The creation of Jiminy Cricket was Kimball’s earliest calling card as an animator, and the fact that the tiny conscience to the wooden boy looked so much like Kimball himself would look in his later years has been explored by better writers than myself. But Jiminy Cricket was so filled with emotion, that Walt would unleash Kimball’s style all over Disney pictures. Kimball was quickly accepted as one of Disney’s nine key animators – called “The Nine Old Men” – and his style was clearly the wildest. Whereas animators like Milt Kahl and Frank Thomas brought a definitive realism to their animations, Kimball’s lines were pure comedy. If he was drawing a nose, it looked just enough like a nose to be recognizable. Beyond that, the line existed for comedy’s sake. Characters walked with the regular skeletal functions, but their limbs bent greater and reached further than biology could ever allow. When Walt decided that Mickey Mouse needed an overhaul for television, he entrusted his cornerstone character to Ward Kimball, who gave him the look we know today, as well as the extra-bouncy walk specific only to Mickey Mouse.

What makes Ward Kimball’s work so timeless and engaging is that there’s nothing abstract about it. We recognize Jiminy as a cricket, despite his confident walk and dance moves. We recognize the crows in Dumbo as crows, despite the fact that they walk upright. We feel the humanity of the Mad Hatter despite the madness. The work is not abstract; we don’t have to search to understand what it is. Kimball draws elements of a life we recognize, he just injects them with a silliness and a whimsy that explodes the lines of his drawing into wild, loopy dimensions. As a visual artist, the line is the foundation of his work. And a line serves a specific purpose in animation – to define a character. The animator can then choose how specific that definition will be. Ward Kimball defined the world in crazy, wild loops. A line is always a line, but Kimball proved that we can use those same lines to delight and entertain. A song is always a song, but we can change it slightly to make it suddenly funny and unexpected. How many more opportunities like these do we miss on a daily basis? An interaction with the grocery clerk is always an interaction with a grocery clerk. Do we simply let it pass with as little effort expended as possible, or do we infuse it with joy? A dinner with our children is a dinner with our children… A moment with our spouse is a moment with our spouse… Sex is sex, love is love, and standing silent before nature is always just a moment standing silent before nature. It’s what we choose to bring to those moments that turns the ordinary into the extraordinary.
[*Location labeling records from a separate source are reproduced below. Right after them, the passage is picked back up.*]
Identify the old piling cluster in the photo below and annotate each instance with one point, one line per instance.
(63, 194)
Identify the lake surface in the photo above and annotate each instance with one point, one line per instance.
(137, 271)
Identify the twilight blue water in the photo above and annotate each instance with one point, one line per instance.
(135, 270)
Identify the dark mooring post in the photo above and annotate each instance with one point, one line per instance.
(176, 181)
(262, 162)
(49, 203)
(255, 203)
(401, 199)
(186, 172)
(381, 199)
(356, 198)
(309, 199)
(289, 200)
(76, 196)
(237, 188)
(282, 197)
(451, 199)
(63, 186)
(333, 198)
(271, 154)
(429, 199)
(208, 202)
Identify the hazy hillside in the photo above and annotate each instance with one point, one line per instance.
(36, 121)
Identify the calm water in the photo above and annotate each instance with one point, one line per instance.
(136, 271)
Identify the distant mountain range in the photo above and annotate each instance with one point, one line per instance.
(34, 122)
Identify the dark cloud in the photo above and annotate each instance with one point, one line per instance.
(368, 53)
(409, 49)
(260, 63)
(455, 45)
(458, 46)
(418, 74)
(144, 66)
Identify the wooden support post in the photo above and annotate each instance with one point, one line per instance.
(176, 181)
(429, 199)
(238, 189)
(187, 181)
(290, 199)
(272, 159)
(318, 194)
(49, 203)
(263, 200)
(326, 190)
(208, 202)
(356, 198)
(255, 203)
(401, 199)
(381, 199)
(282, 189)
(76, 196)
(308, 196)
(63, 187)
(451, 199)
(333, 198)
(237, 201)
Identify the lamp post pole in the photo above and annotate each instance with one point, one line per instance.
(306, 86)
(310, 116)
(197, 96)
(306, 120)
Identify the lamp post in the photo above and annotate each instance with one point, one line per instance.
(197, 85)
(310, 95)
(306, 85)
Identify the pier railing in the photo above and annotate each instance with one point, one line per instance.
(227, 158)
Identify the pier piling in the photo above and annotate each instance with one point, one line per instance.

We don’t need to disrupt these moments, or to replace them. We don’t need to replace a family diner with bungee jumping, just so we can find excitement in our lives. We can bring depth and passion and excitement into anything we do. If Ward Kimball showed anything in his style, it’s that we can make any moment better, happier, more fulfilling. And he proved it by breathing wondrous life into something as simple as a line.